In my Human Development class last semester my professor told us that parents should be worried if their children got to be older and still got lost in their own imaginations too often. He was talking about when children choose to play with imaginary friends rather than real ones, but it got me thinking.
I never stopped getting lost in my imagination.
That's not to say that I'm a loner or that I'm underdeveloped. But it is a fact that, growing up, many of my heroes and greatest influences were characters that came from books I loved (as a twelve-year-old I was in such distress because I didn't want to name my daughter Elizabeth, but I didn't know how else to name her after Jane Austen's best-known heroine). My love for books has not diminished over the years. Contrarily, it has flourished.

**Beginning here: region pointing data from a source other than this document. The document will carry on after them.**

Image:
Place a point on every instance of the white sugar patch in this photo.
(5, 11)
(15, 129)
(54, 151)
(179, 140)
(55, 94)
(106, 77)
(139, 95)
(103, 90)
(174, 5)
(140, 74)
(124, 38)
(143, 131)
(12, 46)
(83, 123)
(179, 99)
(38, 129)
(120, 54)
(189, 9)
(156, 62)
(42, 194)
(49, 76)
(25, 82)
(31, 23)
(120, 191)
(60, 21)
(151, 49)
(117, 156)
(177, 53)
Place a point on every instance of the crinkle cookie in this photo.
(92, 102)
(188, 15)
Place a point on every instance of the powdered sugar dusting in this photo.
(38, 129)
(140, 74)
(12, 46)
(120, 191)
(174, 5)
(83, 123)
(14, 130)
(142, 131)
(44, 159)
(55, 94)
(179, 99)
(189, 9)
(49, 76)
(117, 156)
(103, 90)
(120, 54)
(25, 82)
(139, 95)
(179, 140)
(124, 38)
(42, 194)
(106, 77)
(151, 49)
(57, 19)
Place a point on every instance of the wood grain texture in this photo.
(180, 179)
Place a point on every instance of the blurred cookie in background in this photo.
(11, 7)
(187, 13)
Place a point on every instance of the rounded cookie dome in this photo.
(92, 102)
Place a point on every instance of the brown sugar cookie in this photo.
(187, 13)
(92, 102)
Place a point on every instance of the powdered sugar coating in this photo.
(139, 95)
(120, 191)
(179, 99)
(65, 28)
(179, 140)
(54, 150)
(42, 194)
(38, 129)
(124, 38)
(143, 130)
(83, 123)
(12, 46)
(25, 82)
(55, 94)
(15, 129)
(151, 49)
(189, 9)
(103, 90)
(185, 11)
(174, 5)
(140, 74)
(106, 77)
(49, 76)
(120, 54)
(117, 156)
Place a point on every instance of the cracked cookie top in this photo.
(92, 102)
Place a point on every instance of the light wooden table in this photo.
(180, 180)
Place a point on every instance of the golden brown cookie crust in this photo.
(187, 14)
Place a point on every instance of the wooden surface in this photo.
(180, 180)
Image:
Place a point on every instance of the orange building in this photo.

There are many more things to be said about why I love books, but the one that I've been thinking about most today is how books provide me a place to escape to. When life gets to be too dramatic, if somebody says something that really gets under my skin, or I'm feeling particularly lonely or whatever, I can escape into a book where my problems no longer exist (consequently, this is also why I have a passion for writing, but that's beside the point). It's no longer about the bad grade or the roommate argument. Now it's about finding the beast before the rose dies, catching the snitch when you can't see through the rain, or saving the husband of the woman you love from Madame Guillotine.
It's about creating a world entirely your own, where you can get lost in another person's problem without actually having to solve it, or finding magic when it seems to have taken a temporary sabbatical from your life. Getting lost in a good book is getting lost in relief - a world all of my own.